In ogni minima attestazione di presenza Gianni Celati non fa che insistere sul suo scarto assoluto da una sensazionalità falsa e strillata: «l’unico lavoro che si può fare, in ciò che si scrive, è togliere di mezzo quell’a-priori pubblicitario, decondizionando chi legge, anche a costo di renderlo perplesso. Questo è un modo per cavarsi fuori dalle furberie dei libri di successo, che giocano sempre sugli a-priori pubblicitari».

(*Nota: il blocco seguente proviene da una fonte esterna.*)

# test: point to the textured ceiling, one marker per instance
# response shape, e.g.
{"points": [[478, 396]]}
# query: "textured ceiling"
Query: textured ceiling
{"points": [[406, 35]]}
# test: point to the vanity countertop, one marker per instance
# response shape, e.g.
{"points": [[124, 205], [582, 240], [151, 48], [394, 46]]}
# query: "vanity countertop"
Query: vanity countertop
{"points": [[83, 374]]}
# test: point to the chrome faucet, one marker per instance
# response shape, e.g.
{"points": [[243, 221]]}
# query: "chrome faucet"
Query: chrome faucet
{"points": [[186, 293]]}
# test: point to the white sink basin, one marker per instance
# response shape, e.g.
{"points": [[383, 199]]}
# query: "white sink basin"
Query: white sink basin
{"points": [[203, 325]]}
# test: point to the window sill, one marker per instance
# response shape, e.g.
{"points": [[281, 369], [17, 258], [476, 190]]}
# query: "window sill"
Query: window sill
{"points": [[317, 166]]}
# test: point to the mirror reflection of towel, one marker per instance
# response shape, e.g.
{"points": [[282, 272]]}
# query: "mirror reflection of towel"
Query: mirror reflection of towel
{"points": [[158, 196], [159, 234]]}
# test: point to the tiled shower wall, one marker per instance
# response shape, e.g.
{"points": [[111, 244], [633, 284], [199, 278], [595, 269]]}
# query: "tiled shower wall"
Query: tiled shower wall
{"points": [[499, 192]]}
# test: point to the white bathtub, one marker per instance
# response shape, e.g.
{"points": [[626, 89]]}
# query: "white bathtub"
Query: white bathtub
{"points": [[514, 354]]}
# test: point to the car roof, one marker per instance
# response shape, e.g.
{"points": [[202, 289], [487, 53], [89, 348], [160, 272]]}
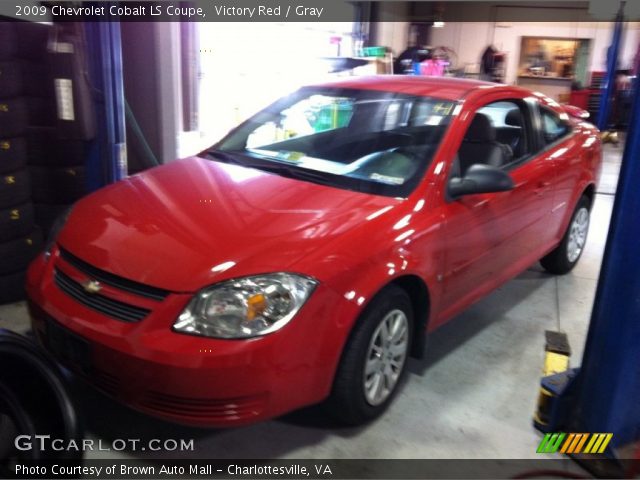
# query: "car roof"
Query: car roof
{"points": [[438, 87]]}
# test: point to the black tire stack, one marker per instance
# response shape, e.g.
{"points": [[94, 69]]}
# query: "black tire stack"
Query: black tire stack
{"points": [[57, 152], [25, 100]]}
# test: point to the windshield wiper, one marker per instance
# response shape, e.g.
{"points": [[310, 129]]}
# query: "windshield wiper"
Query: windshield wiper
{"points": [[274, 166]]}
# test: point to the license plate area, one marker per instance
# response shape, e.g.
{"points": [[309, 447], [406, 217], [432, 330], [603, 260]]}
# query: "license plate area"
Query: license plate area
{"points": [[71, 349]]}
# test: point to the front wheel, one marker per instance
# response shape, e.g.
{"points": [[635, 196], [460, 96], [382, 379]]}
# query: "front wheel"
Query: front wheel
{"points": [[566, 255], [374, 360]]}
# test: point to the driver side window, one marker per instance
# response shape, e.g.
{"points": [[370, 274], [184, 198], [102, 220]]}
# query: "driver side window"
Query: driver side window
{"points": [[497, 136]]}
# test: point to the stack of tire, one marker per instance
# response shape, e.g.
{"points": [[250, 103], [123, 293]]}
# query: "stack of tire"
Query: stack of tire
{"points": [[57, 154], [25, 100]]}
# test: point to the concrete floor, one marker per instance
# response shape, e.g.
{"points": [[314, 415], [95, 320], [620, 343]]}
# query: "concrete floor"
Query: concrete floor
{"points": [[473, 397]]}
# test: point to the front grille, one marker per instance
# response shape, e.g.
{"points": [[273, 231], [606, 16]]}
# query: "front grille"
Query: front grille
{"points": [[206, 408], [115, 281], [100, 303]]}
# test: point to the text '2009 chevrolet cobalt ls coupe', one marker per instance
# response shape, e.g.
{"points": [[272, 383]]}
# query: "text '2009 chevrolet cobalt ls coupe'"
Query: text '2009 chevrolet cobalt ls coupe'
{"points": [[304, 257]]}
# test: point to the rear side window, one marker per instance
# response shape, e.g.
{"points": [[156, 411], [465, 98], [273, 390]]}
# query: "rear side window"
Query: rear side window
{"points": [[553, 127]]}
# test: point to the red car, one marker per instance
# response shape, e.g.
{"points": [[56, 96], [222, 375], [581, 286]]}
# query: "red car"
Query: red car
{"points": [[304, 257]]}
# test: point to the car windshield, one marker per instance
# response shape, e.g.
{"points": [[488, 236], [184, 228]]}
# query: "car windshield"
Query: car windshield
{"points": [[363, 140]]}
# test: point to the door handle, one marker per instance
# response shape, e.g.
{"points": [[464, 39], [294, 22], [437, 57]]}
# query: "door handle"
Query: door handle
{"points": [[541, 187]]}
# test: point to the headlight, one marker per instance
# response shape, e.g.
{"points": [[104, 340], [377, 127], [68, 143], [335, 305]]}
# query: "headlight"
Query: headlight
{"points": [[55, 230], [246, 307]]}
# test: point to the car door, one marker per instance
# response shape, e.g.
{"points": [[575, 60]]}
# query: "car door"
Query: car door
{"points": [[564, 149], [491, 237]]}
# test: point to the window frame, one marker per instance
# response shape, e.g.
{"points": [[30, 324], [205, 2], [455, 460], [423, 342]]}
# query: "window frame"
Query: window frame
{"points": [[544, 146]]}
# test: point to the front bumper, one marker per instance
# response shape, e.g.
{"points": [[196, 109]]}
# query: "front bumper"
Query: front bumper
{"points": [[189, 379]]}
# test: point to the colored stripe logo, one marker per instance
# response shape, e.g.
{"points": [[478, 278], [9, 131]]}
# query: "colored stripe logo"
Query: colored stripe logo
{"points": [[574, 443]]}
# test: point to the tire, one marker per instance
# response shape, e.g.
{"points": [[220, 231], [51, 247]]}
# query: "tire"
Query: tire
{"points": [[32, 40], [12, 288], [41, 111], [43, 404], [46, 215], [39, 142], [565, 256], [13, 154], [20, 77], [351, 401], [57, 185], [45, 150], [16, 255], [15, 188], [14, 117], [16, 222], [8, 40]]}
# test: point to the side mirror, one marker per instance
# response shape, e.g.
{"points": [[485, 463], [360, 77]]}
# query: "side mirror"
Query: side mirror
{"points": [[480, 179]]}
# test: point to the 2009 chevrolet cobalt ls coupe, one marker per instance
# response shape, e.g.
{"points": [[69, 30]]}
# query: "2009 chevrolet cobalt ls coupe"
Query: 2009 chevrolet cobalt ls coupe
{"points": [[304, 257]]}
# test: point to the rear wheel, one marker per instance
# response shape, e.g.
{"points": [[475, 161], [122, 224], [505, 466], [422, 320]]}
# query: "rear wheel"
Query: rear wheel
{"points": [[566, 255], [374, 360]]}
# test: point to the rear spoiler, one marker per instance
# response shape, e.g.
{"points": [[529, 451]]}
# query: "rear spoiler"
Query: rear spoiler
{"points": [[576, 112]]}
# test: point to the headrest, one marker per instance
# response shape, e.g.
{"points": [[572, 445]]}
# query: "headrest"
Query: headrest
{"points": [[514, 118], [480, 130]]}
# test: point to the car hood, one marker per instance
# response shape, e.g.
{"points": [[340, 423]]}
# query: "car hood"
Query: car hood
{"points": [[194, 222]]}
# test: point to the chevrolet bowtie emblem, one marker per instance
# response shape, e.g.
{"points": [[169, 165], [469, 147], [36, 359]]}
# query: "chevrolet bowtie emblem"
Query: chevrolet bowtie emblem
{"points": [[92, 286]]}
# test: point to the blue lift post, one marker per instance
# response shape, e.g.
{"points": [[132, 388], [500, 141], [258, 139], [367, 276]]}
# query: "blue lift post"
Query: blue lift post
{"points": [[107, 161], [610, 78], [608, 383]]}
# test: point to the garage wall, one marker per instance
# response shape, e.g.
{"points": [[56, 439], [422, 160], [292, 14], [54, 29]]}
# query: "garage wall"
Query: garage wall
{"points": [[469, 39], [390, 33]]}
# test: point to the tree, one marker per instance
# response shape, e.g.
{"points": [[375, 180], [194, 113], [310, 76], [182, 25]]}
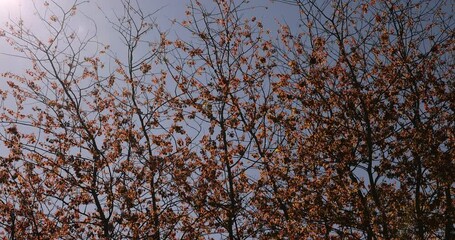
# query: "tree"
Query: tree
{"points": [[340, 127]]}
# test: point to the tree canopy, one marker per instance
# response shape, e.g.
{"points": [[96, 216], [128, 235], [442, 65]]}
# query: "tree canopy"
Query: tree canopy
{"points": [[225, 126]]}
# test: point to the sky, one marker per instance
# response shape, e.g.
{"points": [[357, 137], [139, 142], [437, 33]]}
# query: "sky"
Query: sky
{"points": [[94, 11]]}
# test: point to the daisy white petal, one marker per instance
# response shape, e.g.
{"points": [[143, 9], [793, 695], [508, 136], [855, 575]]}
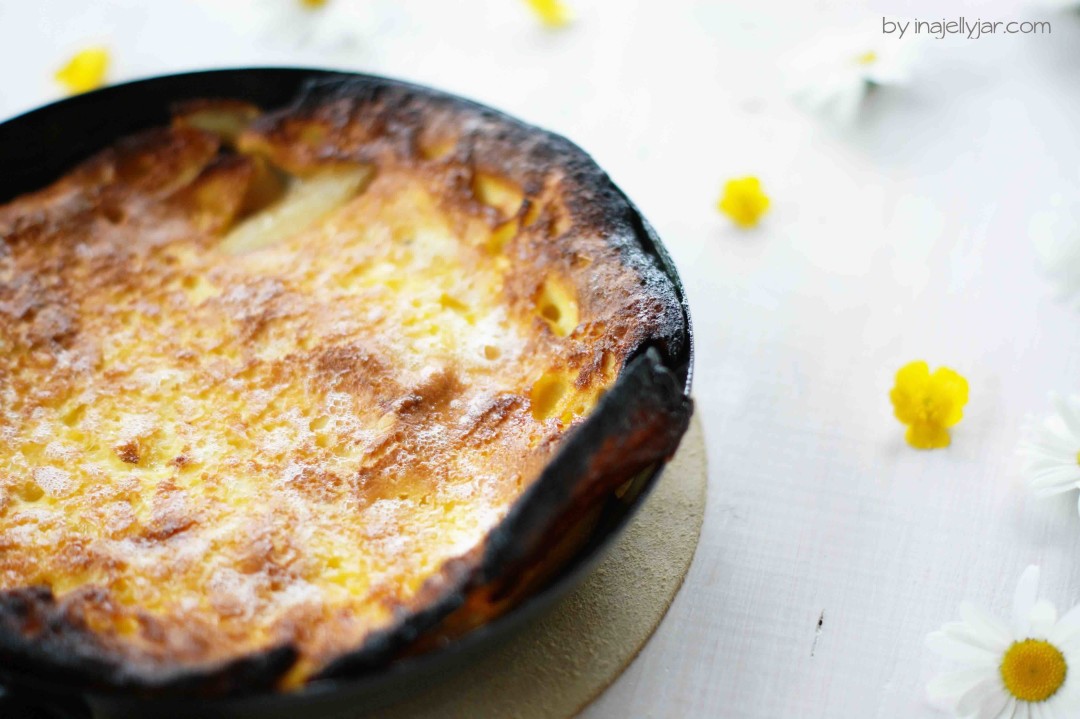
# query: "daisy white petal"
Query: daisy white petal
{"points": [[1027, 670], [1052, 449], [955, 684], [1009, 710], [986, 624], [833, 77], [1042, 618]]}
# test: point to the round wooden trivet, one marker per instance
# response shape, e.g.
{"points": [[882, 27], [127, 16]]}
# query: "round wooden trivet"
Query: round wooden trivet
{"points": [[555, 666]]}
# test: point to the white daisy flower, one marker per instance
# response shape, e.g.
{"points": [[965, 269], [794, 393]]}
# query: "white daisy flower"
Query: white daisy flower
{"points": [[1017, 670], [336, 27], [833, 77], [1052, 449]]}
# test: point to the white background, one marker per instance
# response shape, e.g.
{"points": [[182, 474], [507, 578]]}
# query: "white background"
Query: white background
{"points": [[905, 238]]}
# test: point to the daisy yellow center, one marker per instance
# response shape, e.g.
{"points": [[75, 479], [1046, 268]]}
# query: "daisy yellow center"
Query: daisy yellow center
{"points": [[1033, 669]]}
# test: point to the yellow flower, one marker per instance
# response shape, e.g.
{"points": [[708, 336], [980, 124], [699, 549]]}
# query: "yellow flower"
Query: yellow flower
{"points": [[928, 404], [743, 201], [553, 13], [84, 71]]}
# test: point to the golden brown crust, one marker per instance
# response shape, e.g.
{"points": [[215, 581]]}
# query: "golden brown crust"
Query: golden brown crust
{"points": [[227, 460]]}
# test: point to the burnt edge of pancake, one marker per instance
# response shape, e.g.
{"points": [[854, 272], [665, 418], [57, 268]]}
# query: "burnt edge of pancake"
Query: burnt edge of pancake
{"points": [[635, 425]]}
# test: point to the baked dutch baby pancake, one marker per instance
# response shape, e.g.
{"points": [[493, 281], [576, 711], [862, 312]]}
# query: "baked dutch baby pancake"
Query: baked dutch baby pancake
{"points": [[288, 392]]}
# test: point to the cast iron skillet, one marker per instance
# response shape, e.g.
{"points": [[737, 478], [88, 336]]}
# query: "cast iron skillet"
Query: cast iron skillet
{"points": [[38, 147]]}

Nei racconti così come negli scritti di viaggio (quei taccuini nati dalla disponibilità di uno sguardo felicemente rasoterra, tra cui spicca un’esperienza memorabile come Verso la foce), nei documentari italiani e africani, anche nelle derive favolatrici più praticabili e trasparenti, in Celati il narrare di rado procede disgiunto da un quieto rovello sul come narrare, che a sua volta appare sempre una conseguenza diretta del come stare al mondo: ma infine questo non fa problema, perché in lui è questione prodigiosamente risolta da sempre. Come si vede adesso anche nei quattro racconti riuniti in Selve d’amore (Quodlibet «Compagnia Extra», pp. 120, euro12,50) ne nasce per chi si accosti alle sue parole una lieve, ma contenta, sensazione di scollamento: non c’è quasi una sola pagina in cui non emerga – assieme a quello speciale smarrimento cosciente dell’essere al mondo qui, ora che Celati ci ha insegnato a riconoscere e coltivare – l’indifferenza alle intenzioni, con un sottile profumo di canzonatura. Chi narra è qualcuno che riferisce storie, forse per sentito dire, ma non ricorda, non sa tutto, cambia strada di botto e alla fine addirittura inventa, non è garante di un bel nulla, scioglie nell’indefinito la pretesa di affermare: così, nel mezzo del resoconto sulle investigazioni del solitario ispettore Muccinelli in una corrotta cittaduzza di provincia, si taglia corto: «Saltiamo questo dettaglio, che qui non ha nessuna importanza; e mandiamo un affettuoso saluto alla signora Flora, guardarobiera all’Albergo Leon d’Oro, persona amabilissima che un giorno o l’altro forse ritroveremo sulla nostra strada. Poi è successo che una notte, mentre il malinconico Muccinelli tornava all’Albergo del Leon d’Oro, gli sono saltati addosso cinque mecchi mandati dai gargagna più in sopranza della nostra città (traducendo: “cinque picchiatori della malavita mandati dai capi malavitosi con più alto grado nella nostra città”)». Come se niente fosse, ecco due gentili sgambetti: una mossa a sorpresa che ricorda la svagatezza erratica, ingannevole e priva di scopo del miglior Robert Walser (quello di Jakob von Gunten e soprattutto del Brigante) e l’ironia su una lingua un giorno vitale che va morendo come i paesaggi intorno al Po, come certi modi di passare e far passare il tempo; ironia che nel suo volersi minima maschera una ferita.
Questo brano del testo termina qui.